Attorney General DeWine Requests Rebates from Naloxone Manufacturer

(COLUMBUS, Ohio)— Ohio Attorney General Mike DeWine announced today he is requesting that Amphastar Pharmaceuticals, Inc., a manufacturer of naloxone, provide rebates to consumers such as police departments and other agencies that distribute the drug in Ohio after the company dramatically increased its prices.

Naloxone reverses the effects of opioids on the brain and can limit or stop an overdose when given to an individual overdosing on heroin or a prescription opioid.  Ohio's use of the drug to counter opioid overdoses is steadily growing in Ohio with naloxone having been administered an estimated 74,000 times in Ohio between 2003 and 2012.  More than 10,500 of those doses were administered in 2012 alone.

"Ohio has worked hard to get naloxone in the right hands," wrote Attorney General DeWine in a letter to Amphastar's Chief Executive Officer Jack Zhang, Ph.D.  "Without warning, Amphastar chose to dramatically increase its naloxone prices.  This decision will make efforts to save lives much more difficult."

According to Cuyahoga County Project DAWN, the wholesale price of Amphastar naloxone varied with their hospital distributor between $12.78 and $14.00 a vial in 2013 and early 2014, and by October 2014, the price jumped to $28.50 a vial.

Earlier this month, Amphastar reached an agreement with the state of New York regarding the cost of naloxone, resulting in a $6 dollar rebate per dose.  Attorney General DeWine is requesting a similar agreement between the company and Ohio.

"Given Ohio's use and promotion of naloxone, I would ask for the same consideration you gave the state of New York and seek an agreement similar to what you offered New York," wrote Attorney General DeWine.  "The $6.00 rebate per dose for police departments and other agencies who distribute naloxone would make a tremendous difference."

Naloxone Letter   The letter, which was mailed on Friday, can be found here.
Ohio, like many other states, has been severely plagued by the opiate epidemic, with heroin contributing to as many as 18 overdose deaths a week in 2013.

Following a 2014 law allowing Ohio law enforcement officers to carry and administer naloxone, Attorney General DeWine's Ohio Peace Officer Training Academy created a training video for law enforcement regarding the administration of the drug. 

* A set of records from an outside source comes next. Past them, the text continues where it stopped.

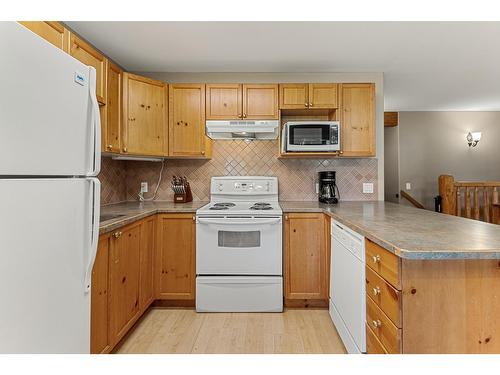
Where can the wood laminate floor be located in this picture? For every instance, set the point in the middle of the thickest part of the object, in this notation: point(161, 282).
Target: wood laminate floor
point(296, 331)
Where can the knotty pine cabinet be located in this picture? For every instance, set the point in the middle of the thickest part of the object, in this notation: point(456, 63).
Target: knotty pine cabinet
point(187, 121)
point(357, 119)
point(306, 254)
point(175, 270)
point(235, 101)
point(144, 116)
point(84, 52)
point(52, 31)
point(308, 96)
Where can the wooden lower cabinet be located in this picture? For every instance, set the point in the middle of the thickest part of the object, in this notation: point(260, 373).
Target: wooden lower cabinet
point(175, 259)
point(99, 332)
point(305, 254)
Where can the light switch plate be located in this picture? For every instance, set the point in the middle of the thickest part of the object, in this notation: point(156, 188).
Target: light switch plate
point(367, 188)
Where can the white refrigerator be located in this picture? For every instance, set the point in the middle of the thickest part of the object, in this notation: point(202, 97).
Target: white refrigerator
point(49, 195)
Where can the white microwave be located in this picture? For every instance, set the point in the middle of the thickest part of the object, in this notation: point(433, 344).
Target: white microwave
point(311, 136)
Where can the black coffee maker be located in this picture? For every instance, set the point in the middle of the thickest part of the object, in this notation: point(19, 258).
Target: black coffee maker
point(328, 191)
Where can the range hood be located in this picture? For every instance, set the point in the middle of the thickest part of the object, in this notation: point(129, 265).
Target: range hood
point(242, 129)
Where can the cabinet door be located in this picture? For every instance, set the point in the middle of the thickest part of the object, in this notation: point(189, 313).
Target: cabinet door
point(260, 102)
point(187, 120)
point(145, 116)
point(224, 101)
point(323, 95)
point(112, 130)
point(99, 330)
point(175, 273)
point(124, 280)
point(305, 256)
point(88, 55)
point(51, 31)
point(148, 233)
point(357, 130)
point(294, 95)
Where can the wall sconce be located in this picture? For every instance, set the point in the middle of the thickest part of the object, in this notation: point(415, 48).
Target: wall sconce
point(473, 138)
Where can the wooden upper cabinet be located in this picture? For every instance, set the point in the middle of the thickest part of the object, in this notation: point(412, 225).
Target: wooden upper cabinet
point(260, 102)
point(124, 270)
point(112, 128)
point(83, 51)
point(99, 330)
point(187, 120)
point(323, 95)
point(358, 119)
point(224, 101)
point(144, 116)
point(305, 256)
point(51, 31)
point(294, 95)
point(175, 259)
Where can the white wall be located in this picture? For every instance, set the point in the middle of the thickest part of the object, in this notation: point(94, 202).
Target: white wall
point(433, 143)
point(377, 78)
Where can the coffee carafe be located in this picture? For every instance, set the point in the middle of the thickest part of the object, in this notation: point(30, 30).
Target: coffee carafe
point(328, 191)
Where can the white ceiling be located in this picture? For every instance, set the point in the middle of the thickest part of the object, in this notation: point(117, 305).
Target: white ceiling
point(427, 66)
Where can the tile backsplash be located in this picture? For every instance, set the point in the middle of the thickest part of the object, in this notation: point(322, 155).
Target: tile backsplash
point(296, 177)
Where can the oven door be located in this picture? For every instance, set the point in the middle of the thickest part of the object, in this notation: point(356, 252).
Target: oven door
point(312, 137)
point(238, 246)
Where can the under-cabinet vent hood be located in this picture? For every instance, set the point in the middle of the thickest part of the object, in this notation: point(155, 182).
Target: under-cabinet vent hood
point(259, 129)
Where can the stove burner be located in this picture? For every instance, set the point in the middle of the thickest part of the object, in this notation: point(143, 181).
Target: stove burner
point(224, 204)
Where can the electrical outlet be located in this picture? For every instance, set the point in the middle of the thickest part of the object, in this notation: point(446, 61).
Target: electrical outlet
point(367, 188)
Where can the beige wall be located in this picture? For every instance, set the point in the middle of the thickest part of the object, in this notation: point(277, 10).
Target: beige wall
point(433, 143)
point(377, 78)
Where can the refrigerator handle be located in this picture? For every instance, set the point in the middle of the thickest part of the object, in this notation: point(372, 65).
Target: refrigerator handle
point(95, 135)
point(96, 207)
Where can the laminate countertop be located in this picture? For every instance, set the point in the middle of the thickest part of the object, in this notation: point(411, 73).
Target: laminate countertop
point(132, 211)
point(409, 232)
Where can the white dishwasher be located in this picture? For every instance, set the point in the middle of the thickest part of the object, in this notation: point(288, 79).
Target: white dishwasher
point(347, 286)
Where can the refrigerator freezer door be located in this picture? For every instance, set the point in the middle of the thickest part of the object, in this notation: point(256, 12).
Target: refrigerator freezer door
point(49, 115)
point(48, 237)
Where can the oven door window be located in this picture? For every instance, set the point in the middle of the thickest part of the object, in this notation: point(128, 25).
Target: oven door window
point(309, 135)
point(238, 239)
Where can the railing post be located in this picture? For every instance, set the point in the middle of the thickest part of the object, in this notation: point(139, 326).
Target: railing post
point(447, 193)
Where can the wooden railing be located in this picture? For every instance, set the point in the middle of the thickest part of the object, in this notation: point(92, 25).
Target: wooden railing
point(473, 200)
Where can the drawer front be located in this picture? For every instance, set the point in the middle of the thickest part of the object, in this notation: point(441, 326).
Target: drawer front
point(383, 262)
point(384, 295)
point(387, 333)
point(373, 345)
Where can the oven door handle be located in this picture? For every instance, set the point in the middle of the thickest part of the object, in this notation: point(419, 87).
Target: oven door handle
point(231, 222)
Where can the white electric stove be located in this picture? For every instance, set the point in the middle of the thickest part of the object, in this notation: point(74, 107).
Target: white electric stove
point(239, 247)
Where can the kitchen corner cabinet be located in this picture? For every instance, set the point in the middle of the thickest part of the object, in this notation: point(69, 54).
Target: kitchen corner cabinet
point(358, 119)
point(305, 246)
point(235, 101)
point(99, 336)
point(84, 52)
point(308, 96)
point(187, 121)
point(111, 127)
point(175, 259)
point(144, 116)
point(51, 31)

The training course, which can be accessed by officers online through the Ohio Law Enforcement Gateway (OHLEG), teaches risk factors for overdoses, signs and symptoms of an opioid overdose, and steps for administering naloxone.  More than 1,400 law enforcement officers have completed the course to date.

In addition to law enforcement, the law also gave friends, family members, or others who may be in the position to assist someone suffering from an opioid overdose the ability to administer naloxone as long as they receive the drug from a licensed health professional.  Therefore, an educational video similar to the training course was also created by the Attorney General's Office as an informational and awareness tool for community members.